So, *HOW* does a Kevin Rivers come from nowhere to lead a low minors league in OPS?
The answer is both simple and complex. I'll start with a simpler question:
How many baseball coaches across America are "decent"?
I work at the National Center for Health Statistics. Once upon a time, I was asked by a visitor: "How many people work here?" "About half," I quipped.
Well, that is probably a humongously generous estimate of competent baseball coaches. How is that that Tom's River, New Jersey seems to get a team deep into the Little League World Series repeatedly? The answer is NOT that there is magic baseball dust in the toxic waste dumps of Eastern New Jersey. The answer is ... a *GOOD* baseball coach can make a humongous deal in the success of totally raw talent.
COACHING MATTERS in baseball, probably moreso than in any other sport on the planet. Even if you have a Bonds-esque eye, you could end up being a designated walker if you have a swing that is severely screwed up. My Little League horrors are 40 years in the past -- but the sum total of the coaching I got in 3 years of bench warming was: "Choke up on the bat."
Doc and Spec are probably 10 times more qualified to coach baseball than at 3/4 of the high school baseball coaches getting paid to do so, (most of whom were natural athletes, and also likely learned nothing more than "choke up on the bat" along the way). I'd guess they're 5 times better than 3/4 of the Junior College coaches - and twice as good as the majority of the D-II baseball coaches.
It's an unfortunate reality that if you have the SMARTS to have learned something about the SCIENCE of hitting, you're more likely to be a programmer or contractor or any one of a thousand jobs that pays tons better than baseball coach. (Let's face it, short of the MLB, few baseball coaches are making enough money for there to BE a great deal of talent in teaching to fill the 10,000+ open positions).
And then there's the "star" problem. Every team HAS the "naturally gifted athlete". He's the best in every sport - pitches in baseball - slugs .800 -- is the starting QB. HE has the perfect swing - but he doesn't KNOW anything about how he got it. Yet, this is the guy that the most time will be spent on. HE gets all the "instruction", (a good portion likely detrimental, until he gets significantly higher on the learning totem).
There's a reason that 34th round draft picks ROUTINELY succeed in baseball, and almost never do in any other sport. It's because the teaching methods in every other sport are about 1000 years ahead of baseball. Okay -- in the past decade or two, the birth of the instructional video tape has likely improved the baseball landscape dramatically - (upgrading from Baltic to Mediteranean).
The sad truth is that the likely bulk of guys who COULD teach hitting somewhere, are probably do so at the local country club -- because teaching golf swings to executives is WAAAAY more lucrative than teaching hitting to teenagers.

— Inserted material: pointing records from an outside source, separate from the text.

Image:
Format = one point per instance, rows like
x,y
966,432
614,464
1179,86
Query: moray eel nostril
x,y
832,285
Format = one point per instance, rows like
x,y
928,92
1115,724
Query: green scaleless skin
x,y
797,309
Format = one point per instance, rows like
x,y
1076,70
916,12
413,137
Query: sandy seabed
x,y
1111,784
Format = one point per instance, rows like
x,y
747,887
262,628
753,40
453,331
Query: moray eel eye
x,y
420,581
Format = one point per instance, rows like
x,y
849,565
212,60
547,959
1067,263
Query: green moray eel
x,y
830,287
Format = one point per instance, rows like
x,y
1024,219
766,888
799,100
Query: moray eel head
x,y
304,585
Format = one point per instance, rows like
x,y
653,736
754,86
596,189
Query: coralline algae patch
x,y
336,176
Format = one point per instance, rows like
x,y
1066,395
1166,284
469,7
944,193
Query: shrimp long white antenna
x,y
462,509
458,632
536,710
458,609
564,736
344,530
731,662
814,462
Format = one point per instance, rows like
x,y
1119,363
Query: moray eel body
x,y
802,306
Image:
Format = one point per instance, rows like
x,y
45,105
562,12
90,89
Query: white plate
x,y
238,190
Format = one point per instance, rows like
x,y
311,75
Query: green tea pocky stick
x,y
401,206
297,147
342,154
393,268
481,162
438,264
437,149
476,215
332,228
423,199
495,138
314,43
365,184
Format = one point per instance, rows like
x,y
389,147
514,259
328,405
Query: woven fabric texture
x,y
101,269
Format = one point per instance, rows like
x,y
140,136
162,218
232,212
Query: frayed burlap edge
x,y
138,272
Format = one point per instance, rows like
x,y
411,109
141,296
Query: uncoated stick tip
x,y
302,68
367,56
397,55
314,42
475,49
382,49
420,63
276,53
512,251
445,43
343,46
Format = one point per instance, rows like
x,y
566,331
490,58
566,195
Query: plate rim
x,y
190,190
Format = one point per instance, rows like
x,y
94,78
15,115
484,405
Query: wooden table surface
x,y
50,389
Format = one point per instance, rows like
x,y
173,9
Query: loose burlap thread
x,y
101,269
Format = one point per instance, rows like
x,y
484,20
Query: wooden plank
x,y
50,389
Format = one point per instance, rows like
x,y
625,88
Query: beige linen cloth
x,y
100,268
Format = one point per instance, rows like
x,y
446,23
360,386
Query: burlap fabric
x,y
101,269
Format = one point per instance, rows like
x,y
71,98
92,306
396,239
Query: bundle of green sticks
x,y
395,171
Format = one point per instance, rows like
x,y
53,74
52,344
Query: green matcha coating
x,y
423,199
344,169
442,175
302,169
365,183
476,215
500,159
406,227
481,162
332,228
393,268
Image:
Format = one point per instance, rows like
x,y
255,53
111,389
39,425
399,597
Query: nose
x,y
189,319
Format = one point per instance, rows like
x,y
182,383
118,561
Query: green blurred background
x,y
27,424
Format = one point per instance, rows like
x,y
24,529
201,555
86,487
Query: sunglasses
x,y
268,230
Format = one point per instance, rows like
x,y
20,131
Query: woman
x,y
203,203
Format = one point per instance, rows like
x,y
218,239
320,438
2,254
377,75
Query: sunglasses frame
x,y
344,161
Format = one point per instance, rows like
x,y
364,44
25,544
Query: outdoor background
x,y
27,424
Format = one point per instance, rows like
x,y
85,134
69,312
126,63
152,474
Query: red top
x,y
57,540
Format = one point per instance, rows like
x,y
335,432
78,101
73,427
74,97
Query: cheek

Of course, some Division I schools have strong reps for churning out MLB players. Yes, recruiting plays a role - but INSTRUCTION is probably the real key. You've got 25 kids who are ALL getting their hitting optimized. Meanwhile, the guy going the JC route is (in most cases) left to his own devices, muddling along on pure ability and instinct - (but not having the over-the-top athleticism that gets you a ride at somewhere meaningful).
While there ARE minimum physical standards - (bat speed, reaction time) - that are immutable. If you meet those standards, then the rest of the game gets very cerebral, very quickly. Guys like Piazza get a shot because a friend of friend wanted to be helpful - and then at some point, they pick up some knowledge they didn't have before, and a door opens. If they'd have that knowledge back in High School, maybe they would've been the star - and gotten the juicy scholarship.
Of course, you also have the guys who just can't seem to apply instruction - and end up screwing up their natural ability when attempting to do so, (cough cough Lopez cough cough).
The reason that most 1st round draft choices will never get more than a cup of coffee in the majors is because instruction is soooo bad prior to the minors, that 80% (and I might be generous here), of the kids being drafted, haven't gotten much good advice -- everyone from 1st round to 50th is effectively a blank slate, who is starting from scratch - and is getting a shot because they seem to have done well at a largely self-directed hobby.
Rivers may run dry in AA or AAA or make it all the way to the show before turning into Wlad. Or, he could just be another in a long, long line of Piazza's - who were not 'naturals' - but had stellar careers while coming from extremely pedestrian roots.